Additionally, because this was a retrospective observational study, patients were not assigned to treatment groups, and underlying clinical differences may have influenced outcomes. The sample size was also unbalanced across the treatment groups, with a substantially higher proportion of patients receiving 1L systemic chemotherapy than the other 1L treatments. To reduce bias due to patient heterogeneity, adjusted analyses were performed to control for selected covariates, although unobserved factors (eg, PD-L1 status) may have confounded the results.
Approximately 50% of patients did not receive 2L treatment for unknown reasons. These patients may have received 2L treatment outside the USON, or their death date was not captured; as a result, TTD and OS for these patients may be misrepresented. While the proportions of patients who did not receive 2L treatment for unknown reasons were similar, it is unclear how patients without follow-up information may have influenced the study results.
Finally, differences in USON treatment practices or the patient population may have influenced the results.

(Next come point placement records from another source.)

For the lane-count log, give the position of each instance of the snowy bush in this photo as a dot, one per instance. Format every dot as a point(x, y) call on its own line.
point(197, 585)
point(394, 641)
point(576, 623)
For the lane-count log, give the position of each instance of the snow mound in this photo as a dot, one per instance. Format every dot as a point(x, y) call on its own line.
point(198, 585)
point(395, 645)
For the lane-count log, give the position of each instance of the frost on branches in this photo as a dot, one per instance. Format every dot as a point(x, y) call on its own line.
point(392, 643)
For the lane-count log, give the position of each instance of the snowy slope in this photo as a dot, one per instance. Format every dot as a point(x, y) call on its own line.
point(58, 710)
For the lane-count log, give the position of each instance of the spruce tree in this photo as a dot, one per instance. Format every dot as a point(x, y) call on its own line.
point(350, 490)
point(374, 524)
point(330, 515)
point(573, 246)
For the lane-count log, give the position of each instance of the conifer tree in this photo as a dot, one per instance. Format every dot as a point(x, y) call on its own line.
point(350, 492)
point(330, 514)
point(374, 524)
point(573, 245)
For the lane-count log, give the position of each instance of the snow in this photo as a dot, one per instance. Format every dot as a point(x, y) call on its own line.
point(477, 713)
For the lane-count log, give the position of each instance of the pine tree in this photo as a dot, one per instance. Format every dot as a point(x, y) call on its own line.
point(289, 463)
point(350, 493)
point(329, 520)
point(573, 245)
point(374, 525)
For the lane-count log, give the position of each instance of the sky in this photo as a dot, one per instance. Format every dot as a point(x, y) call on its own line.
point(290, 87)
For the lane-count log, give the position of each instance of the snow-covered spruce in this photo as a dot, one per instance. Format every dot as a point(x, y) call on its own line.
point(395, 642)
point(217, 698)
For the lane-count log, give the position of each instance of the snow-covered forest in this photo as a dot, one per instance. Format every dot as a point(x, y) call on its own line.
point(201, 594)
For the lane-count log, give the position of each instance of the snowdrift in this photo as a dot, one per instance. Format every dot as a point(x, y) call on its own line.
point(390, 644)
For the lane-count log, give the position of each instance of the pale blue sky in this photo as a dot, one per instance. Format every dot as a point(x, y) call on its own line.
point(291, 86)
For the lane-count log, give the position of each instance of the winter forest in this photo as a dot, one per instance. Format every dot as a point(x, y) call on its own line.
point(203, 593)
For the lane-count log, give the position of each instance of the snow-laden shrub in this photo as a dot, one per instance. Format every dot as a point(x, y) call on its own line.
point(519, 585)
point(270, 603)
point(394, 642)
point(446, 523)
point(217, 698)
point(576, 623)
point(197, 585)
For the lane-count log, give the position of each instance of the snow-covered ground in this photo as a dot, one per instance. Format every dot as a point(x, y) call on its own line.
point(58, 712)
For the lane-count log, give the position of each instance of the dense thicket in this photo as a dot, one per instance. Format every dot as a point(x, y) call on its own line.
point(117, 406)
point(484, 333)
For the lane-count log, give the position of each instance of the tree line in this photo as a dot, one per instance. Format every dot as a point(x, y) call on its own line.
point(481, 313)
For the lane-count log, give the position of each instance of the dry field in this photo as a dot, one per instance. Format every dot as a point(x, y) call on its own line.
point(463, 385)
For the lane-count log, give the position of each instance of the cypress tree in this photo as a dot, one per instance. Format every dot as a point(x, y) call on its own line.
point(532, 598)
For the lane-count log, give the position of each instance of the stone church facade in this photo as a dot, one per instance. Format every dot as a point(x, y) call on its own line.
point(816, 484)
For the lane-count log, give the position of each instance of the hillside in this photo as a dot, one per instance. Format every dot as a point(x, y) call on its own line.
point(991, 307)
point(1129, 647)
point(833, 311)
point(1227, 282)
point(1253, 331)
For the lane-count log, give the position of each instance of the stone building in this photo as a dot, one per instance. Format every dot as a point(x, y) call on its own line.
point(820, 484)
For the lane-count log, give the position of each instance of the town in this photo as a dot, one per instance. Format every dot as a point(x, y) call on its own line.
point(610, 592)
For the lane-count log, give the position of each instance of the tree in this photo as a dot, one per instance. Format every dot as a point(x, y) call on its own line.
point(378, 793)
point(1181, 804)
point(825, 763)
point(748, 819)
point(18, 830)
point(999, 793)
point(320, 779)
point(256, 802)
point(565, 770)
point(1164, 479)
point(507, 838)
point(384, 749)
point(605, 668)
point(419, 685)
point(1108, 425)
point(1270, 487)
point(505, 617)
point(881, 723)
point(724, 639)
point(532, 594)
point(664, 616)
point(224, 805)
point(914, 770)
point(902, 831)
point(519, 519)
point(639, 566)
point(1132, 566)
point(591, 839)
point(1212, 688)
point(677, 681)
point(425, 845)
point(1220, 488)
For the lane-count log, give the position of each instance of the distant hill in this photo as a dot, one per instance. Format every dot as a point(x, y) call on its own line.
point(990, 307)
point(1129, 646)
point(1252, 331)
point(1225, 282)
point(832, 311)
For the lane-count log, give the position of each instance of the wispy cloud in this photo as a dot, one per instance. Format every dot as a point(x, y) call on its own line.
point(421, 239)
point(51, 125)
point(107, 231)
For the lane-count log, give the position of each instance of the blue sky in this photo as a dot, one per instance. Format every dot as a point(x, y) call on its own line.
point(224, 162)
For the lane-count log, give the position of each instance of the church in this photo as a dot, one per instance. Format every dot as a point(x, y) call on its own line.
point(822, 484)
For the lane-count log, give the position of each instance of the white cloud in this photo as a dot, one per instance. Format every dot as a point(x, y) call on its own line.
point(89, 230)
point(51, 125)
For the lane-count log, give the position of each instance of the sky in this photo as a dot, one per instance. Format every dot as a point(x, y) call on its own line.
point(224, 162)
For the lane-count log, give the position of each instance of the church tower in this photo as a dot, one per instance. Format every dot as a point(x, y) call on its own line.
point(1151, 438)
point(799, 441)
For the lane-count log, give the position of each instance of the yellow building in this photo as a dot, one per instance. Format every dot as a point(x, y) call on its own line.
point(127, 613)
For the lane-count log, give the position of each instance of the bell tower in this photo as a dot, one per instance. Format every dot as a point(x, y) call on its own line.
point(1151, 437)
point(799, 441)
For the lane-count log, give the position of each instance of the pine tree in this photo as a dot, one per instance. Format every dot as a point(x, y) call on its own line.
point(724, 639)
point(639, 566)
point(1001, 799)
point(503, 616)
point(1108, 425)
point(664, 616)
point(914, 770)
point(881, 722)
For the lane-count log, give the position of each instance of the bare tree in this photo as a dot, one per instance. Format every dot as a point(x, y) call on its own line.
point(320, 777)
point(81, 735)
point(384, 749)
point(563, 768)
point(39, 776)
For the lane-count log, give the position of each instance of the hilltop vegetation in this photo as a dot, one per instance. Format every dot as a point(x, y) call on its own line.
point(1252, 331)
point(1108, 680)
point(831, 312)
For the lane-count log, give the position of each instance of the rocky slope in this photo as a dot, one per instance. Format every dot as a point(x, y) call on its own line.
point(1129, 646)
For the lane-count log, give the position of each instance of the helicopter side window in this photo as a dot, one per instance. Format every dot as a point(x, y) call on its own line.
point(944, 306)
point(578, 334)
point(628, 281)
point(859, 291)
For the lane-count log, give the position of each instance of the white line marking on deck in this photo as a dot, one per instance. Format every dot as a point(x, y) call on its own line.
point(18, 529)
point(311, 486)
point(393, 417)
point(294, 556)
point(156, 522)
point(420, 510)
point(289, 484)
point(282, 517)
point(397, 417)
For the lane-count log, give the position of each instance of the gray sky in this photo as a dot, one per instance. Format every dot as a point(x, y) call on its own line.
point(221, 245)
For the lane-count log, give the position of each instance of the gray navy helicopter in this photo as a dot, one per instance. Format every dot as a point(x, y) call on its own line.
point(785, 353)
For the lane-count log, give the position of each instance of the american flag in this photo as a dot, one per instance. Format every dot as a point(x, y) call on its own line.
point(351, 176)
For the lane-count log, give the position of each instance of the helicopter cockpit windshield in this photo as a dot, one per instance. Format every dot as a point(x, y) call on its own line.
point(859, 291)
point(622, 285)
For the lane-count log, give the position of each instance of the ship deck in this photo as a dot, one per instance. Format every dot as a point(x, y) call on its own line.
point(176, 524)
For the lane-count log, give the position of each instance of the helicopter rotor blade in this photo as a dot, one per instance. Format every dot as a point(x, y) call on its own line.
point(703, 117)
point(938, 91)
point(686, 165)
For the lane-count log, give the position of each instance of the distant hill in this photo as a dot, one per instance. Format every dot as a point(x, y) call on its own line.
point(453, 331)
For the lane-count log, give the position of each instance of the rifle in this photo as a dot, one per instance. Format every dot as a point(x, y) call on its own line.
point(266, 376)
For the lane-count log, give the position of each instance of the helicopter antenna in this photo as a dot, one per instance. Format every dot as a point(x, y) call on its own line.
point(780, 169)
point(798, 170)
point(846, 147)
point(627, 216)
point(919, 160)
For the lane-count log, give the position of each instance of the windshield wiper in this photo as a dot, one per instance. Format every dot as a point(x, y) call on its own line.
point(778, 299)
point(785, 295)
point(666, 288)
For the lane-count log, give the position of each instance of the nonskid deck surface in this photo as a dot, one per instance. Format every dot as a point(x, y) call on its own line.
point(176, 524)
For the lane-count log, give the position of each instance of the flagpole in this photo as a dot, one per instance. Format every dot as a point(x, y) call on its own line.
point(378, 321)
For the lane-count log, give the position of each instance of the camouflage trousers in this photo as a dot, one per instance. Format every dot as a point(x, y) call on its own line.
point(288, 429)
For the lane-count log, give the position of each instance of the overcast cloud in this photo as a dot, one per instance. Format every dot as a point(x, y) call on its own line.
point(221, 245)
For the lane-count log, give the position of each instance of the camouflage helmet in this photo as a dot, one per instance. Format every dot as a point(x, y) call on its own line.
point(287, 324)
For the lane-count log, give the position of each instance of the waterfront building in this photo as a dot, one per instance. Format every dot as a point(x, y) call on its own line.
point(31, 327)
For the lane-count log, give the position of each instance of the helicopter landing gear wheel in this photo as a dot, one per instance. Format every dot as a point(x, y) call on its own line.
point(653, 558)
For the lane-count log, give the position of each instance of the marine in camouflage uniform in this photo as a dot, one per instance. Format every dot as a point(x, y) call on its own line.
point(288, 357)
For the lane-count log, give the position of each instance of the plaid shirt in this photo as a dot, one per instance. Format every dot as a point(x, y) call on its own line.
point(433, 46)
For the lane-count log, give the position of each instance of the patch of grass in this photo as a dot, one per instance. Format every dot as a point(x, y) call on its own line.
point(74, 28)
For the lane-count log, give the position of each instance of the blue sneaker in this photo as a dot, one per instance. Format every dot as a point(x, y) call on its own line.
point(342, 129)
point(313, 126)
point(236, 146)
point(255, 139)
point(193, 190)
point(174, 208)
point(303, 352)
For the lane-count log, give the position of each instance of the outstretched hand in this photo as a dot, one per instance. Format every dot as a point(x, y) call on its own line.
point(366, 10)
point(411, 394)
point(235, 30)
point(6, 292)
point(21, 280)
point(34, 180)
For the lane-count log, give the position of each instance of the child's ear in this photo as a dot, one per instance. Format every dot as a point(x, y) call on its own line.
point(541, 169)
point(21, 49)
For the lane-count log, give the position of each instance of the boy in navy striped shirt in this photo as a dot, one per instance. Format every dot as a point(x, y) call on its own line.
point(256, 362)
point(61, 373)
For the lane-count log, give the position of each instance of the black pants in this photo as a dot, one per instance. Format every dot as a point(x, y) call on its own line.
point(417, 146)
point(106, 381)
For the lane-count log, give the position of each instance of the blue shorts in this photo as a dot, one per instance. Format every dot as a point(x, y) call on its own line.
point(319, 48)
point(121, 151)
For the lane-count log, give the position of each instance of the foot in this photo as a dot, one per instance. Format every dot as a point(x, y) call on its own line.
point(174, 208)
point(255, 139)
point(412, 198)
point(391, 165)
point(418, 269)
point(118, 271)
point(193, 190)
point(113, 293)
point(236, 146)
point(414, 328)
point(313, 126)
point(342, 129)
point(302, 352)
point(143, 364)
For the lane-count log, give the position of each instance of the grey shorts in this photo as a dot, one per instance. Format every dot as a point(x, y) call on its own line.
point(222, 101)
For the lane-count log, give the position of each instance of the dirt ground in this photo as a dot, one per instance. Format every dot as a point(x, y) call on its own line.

Specifically, the USON encourages the use of evidence-based treatment that reflects a refinement of the NCCN guidelines (Hoverman et al.
2014; National Comprehensive Cancer Network McKesson
2019). Although USON clinics are located across the US, a high proportion of clinics are located in southern regions. As such, USON patients may be different than other community oncology patient populations or patients treated in academic settings. Thus, the results of this study are most generalizable to community-based oncology clinics that also adhere to best-practice guidelines consistent with NCCN guidelines.
By sourcing data from a large network of community-based oncology clinics, this study provides insights into patient profiles, treatment patterns, and outcomes in a large population of patients with advanced NSCLC. These results supplement findings from clinical trials, as patients who were not enrolled in clinical trials were included in the analysis. Therefore, treatment trends and clinical outcomes reflect how current therapeutic options are being used in the community oncology setting.